Düsseldorf. Der NSU-Untersuchungsausschuss des Landtags Nordrhein-Westfalen hörte am Donnerstag, den 2. Juni 2016 den Mediziner Prof. Dr. Werner Scherbaum. Die Aussage des Diabetes-Experten stellt die bisherige Annahme, dass das hyperglykämische Koma, an dem V-Mann Thomas Richter alias Corelli im April 2014 in Paderborn verstarb, durch eine unerkannte Diabetes-Erkrankung ausgelöst worden sei, in Frage. Die tödliche Stoffwechselentgleisung könnte theoretisch auch durch eine Vergiftung mit dem Rattengift Vacor ausgelöst worden sein. Eine Dosis von 0,4 bis 0,7 mg des Giftes, das auch geschluckt werden könne, zerstört nach Angaben des Mediziners die Pankreas-Inseln in der Bauchspeicheldrüse, wodurch die Insulinproduktion unterbunden wird. Dies führt dann zur Übersäuerung des Blutes und zur tödlich verlaufenden diabetischen Ketozidose.
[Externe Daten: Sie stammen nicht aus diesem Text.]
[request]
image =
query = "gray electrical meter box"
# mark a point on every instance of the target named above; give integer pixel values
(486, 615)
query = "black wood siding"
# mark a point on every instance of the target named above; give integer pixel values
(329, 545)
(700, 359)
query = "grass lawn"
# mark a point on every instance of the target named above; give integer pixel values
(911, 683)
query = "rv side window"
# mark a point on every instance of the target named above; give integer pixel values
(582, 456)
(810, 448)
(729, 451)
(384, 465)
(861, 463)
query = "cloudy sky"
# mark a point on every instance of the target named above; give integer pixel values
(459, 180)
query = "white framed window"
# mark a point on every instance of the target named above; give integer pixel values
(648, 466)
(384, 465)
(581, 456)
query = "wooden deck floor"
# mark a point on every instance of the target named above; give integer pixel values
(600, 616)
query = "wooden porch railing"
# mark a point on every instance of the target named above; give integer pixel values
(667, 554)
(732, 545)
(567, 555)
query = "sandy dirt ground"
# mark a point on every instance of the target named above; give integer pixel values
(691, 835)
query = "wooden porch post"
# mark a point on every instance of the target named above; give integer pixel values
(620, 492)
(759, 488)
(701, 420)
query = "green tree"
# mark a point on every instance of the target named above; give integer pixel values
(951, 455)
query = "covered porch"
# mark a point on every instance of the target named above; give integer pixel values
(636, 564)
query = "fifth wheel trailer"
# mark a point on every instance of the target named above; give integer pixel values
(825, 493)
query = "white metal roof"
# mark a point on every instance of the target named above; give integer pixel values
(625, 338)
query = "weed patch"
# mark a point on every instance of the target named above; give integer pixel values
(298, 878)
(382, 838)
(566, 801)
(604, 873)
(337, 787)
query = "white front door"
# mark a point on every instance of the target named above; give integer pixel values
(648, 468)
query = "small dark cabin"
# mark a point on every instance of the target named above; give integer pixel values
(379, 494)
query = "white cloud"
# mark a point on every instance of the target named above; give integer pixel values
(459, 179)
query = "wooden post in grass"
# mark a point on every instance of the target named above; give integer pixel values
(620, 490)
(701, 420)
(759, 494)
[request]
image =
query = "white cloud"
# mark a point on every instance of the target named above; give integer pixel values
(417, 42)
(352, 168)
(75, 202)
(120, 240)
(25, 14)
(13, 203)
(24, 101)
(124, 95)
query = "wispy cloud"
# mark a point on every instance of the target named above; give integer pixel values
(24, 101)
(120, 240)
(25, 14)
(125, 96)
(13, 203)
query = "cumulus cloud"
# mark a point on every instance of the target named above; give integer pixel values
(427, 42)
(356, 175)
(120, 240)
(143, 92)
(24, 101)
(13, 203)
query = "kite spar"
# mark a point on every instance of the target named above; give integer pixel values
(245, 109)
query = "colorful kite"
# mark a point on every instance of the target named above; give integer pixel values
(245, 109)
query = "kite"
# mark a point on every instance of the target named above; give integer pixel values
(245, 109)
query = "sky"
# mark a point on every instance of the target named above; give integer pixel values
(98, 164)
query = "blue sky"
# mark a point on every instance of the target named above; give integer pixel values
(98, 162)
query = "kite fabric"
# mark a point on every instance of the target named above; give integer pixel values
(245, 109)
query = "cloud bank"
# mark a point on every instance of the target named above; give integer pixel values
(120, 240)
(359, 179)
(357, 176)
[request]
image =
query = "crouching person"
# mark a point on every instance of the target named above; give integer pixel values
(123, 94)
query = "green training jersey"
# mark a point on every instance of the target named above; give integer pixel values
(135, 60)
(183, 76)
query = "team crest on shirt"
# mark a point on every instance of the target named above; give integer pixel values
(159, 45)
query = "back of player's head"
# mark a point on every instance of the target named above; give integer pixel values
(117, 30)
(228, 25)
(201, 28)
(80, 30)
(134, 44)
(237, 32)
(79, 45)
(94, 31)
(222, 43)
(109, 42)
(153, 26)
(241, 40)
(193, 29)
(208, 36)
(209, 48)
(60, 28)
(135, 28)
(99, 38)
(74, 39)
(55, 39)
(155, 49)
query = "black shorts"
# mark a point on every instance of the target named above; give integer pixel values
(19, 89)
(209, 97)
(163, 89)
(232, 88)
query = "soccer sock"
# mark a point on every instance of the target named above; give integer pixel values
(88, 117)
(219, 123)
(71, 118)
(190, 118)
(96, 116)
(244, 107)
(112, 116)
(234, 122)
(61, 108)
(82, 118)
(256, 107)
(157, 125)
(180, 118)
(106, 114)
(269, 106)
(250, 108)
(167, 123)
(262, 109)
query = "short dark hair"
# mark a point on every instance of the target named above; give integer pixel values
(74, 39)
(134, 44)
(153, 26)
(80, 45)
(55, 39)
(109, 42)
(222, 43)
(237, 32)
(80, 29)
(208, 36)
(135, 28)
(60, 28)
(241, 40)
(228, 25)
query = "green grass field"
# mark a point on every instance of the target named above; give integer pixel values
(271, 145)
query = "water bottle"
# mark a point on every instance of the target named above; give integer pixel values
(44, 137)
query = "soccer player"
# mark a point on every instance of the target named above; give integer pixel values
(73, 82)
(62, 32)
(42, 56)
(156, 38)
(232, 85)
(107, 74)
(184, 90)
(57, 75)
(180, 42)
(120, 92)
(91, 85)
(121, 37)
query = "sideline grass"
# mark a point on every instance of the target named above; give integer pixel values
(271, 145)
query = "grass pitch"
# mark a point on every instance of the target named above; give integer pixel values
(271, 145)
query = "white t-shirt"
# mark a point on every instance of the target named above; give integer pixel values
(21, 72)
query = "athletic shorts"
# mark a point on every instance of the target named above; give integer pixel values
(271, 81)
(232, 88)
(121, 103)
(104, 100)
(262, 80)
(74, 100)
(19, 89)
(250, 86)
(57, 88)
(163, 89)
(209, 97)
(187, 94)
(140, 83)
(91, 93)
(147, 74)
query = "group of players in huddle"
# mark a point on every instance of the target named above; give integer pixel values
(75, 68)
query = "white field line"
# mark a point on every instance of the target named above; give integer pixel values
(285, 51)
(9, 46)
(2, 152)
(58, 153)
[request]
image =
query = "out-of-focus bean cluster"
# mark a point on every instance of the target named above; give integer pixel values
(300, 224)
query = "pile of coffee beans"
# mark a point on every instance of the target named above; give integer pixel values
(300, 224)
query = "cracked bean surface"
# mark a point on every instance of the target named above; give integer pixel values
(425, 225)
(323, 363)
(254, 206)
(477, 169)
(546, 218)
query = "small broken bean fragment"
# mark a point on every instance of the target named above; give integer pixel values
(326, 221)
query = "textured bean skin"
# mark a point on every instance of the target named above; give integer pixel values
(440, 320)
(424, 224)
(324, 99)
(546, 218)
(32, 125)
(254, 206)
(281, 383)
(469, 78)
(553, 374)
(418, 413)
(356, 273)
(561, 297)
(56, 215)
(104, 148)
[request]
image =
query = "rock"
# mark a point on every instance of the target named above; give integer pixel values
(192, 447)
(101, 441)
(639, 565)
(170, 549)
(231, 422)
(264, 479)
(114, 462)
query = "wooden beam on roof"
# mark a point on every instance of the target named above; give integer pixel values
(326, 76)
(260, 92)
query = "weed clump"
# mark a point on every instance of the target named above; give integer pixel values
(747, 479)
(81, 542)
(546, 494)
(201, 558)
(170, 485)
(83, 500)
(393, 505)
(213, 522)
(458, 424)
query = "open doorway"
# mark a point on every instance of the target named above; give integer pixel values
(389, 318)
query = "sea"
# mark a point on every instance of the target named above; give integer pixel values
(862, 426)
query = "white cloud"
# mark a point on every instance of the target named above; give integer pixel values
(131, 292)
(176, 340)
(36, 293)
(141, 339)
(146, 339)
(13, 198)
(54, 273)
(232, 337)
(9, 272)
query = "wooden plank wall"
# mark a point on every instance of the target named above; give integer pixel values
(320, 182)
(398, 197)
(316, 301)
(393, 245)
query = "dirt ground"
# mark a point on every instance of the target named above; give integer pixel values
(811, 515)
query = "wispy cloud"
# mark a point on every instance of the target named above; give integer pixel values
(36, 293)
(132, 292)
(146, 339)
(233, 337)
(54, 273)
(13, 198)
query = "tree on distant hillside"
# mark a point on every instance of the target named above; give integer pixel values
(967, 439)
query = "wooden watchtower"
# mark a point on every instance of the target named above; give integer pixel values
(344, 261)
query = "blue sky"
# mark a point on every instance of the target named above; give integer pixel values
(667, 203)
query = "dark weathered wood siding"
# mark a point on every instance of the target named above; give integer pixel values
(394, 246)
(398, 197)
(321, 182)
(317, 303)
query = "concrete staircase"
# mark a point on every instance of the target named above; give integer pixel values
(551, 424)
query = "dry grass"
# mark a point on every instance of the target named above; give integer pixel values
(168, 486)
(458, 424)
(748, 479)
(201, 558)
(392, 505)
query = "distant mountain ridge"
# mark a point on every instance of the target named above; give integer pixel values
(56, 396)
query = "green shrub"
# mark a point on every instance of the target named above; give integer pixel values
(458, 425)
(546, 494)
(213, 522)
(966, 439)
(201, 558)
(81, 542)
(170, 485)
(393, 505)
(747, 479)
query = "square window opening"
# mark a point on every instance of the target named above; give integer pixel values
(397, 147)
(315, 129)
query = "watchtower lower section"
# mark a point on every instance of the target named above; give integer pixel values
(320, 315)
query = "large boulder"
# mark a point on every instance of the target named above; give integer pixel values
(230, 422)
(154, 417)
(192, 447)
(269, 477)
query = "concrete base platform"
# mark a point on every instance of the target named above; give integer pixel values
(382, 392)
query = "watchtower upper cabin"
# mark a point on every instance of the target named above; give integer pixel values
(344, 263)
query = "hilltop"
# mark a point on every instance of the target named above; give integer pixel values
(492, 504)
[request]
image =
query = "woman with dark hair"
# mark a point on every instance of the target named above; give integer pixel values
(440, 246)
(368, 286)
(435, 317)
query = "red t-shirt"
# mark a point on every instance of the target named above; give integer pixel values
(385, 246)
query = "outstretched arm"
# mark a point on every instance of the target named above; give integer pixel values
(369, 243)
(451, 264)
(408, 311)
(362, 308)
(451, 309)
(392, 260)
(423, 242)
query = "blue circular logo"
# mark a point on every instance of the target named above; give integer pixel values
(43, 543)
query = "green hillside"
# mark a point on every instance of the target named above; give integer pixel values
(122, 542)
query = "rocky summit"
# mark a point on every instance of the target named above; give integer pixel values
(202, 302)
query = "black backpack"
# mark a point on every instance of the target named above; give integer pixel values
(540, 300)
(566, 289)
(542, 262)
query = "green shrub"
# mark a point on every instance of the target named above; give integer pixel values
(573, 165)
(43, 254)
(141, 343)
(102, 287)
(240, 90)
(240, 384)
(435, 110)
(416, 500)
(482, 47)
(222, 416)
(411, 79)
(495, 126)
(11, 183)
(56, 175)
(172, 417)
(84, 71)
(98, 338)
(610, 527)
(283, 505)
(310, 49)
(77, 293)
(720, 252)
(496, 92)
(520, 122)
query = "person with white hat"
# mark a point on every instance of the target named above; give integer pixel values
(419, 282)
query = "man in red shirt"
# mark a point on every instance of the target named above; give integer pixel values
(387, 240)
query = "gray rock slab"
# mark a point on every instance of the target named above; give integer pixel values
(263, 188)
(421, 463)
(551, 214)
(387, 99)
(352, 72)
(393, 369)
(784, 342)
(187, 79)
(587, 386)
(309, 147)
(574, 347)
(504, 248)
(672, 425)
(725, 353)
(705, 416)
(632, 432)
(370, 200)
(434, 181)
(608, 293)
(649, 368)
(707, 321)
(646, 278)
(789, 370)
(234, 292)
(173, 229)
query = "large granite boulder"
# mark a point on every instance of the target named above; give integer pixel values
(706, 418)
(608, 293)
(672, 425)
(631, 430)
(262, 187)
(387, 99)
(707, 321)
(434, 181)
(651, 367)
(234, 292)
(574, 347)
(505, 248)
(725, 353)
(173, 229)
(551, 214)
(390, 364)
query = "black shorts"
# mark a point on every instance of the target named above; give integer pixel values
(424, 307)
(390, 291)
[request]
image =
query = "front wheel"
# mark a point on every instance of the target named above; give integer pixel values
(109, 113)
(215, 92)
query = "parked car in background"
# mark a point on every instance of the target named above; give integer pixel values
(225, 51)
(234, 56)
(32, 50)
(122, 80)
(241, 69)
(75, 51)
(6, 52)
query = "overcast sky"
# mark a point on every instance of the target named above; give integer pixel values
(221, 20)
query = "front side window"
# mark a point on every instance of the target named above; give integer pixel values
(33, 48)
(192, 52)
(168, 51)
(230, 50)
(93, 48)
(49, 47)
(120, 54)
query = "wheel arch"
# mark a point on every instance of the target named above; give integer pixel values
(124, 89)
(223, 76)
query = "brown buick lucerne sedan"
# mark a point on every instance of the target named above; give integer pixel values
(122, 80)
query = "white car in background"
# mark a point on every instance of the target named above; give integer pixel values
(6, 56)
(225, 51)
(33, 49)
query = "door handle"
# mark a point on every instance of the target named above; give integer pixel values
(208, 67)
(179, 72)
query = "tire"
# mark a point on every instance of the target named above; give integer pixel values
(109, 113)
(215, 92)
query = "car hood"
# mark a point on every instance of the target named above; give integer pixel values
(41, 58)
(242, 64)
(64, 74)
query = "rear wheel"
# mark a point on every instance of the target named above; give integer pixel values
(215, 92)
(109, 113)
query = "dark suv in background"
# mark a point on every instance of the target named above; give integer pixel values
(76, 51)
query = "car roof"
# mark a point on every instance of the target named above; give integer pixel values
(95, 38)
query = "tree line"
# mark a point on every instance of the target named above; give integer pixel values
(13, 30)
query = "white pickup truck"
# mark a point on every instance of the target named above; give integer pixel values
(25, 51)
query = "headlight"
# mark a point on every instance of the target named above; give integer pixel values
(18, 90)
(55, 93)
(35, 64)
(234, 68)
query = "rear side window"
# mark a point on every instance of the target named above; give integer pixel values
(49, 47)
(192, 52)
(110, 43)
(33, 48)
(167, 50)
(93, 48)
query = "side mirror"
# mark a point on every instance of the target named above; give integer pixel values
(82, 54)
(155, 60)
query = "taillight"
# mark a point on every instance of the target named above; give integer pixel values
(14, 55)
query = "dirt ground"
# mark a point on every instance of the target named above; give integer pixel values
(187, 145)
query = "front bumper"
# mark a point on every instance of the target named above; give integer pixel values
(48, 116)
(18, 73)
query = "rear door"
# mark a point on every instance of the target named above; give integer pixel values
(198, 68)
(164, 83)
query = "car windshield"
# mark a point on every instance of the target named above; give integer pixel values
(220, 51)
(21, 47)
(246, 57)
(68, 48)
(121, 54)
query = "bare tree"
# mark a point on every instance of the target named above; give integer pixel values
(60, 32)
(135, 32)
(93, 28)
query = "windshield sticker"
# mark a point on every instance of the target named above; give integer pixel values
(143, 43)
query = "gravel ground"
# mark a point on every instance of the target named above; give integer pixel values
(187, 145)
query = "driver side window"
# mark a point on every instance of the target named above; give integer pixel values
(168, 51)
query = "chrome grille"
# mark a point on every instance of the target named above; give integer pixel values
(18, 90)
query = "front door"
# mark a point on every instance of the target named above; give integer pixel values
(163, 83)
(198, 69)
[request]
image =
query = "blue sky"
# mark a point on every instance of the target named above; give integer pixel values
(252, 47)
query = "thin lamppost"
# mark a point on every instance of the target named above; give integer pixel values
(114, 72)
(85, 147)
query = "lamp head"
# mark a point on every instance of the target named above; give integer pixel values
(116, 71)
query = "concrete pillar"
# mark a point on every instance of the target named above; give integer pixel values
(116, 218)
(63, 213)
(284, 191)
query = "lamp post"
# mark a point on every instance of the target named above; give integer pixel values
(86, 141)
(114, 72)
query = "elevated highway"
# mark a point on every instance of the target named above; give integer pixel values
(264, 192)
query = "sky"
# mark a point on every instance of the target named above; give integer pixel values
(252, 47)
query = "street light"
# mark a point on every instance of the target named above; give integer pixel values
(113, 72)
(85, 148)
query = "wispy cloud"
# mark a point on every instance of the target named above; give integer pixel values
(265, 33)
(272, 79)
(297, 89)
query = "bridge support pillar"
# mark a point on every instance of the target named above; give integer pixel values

Der Zeuge Prof. Dr. Scherbaum revidierte damit die zentrale Aussage seines 2014 im Auftrag der Staatsanwaltschaft Paderborn erstellten Gutachtens, wonach es keine Substanz gäbe, die ein hyperglykämisches Koma auslösen könne. Vor dem Untersuchungsauschuss erklärte Scherbaum nun, dass er die Aussage seines Gutachtens von 2014 heute nicht mehr treffen würde. Er könne nicht mit 100%iger Sicherheit ausschließen, dass Thomas Richter nicht an dieser verabreichten Substanz gestorben ist, so Scherbaum im Landtag.

„Die überraschende Aussage des Diabetes-Experten führt zu einer Neubewertung der Todesumstände des V-Mannes. Die Frage, ob Thomas Richter ermordet wurde, stellt sich wieder neu“, so Maria Breczinski, Sprecherin der Initiative „NSU Watch NRW“, welche die Ausschuss-Sitzungen im Landtag begleitet und dokumentiert. „NSU Watch NRW“ fordert, dass die noch vorhandenen Asservate des Leichnams nach Rückständen des Giftes untersucht werden. Breczinski: „Der Experte Scherbaum hat erklärt, dass das Gift bei einer gezielten toxikologischen Untersuchung nachweisbar ist. Der Ausschuss muss diese Untersuchungen unverzüglich in die Wege leiten.“ Falls möglich sollte ebenfalls die große Anzahl an Viagra-Tabletten, die beim V-Mann gefunden wurden, untersucht werden, fordert die unabhängige, durch Spenden finanzierte Recherche- und Dokumentations-Initiative.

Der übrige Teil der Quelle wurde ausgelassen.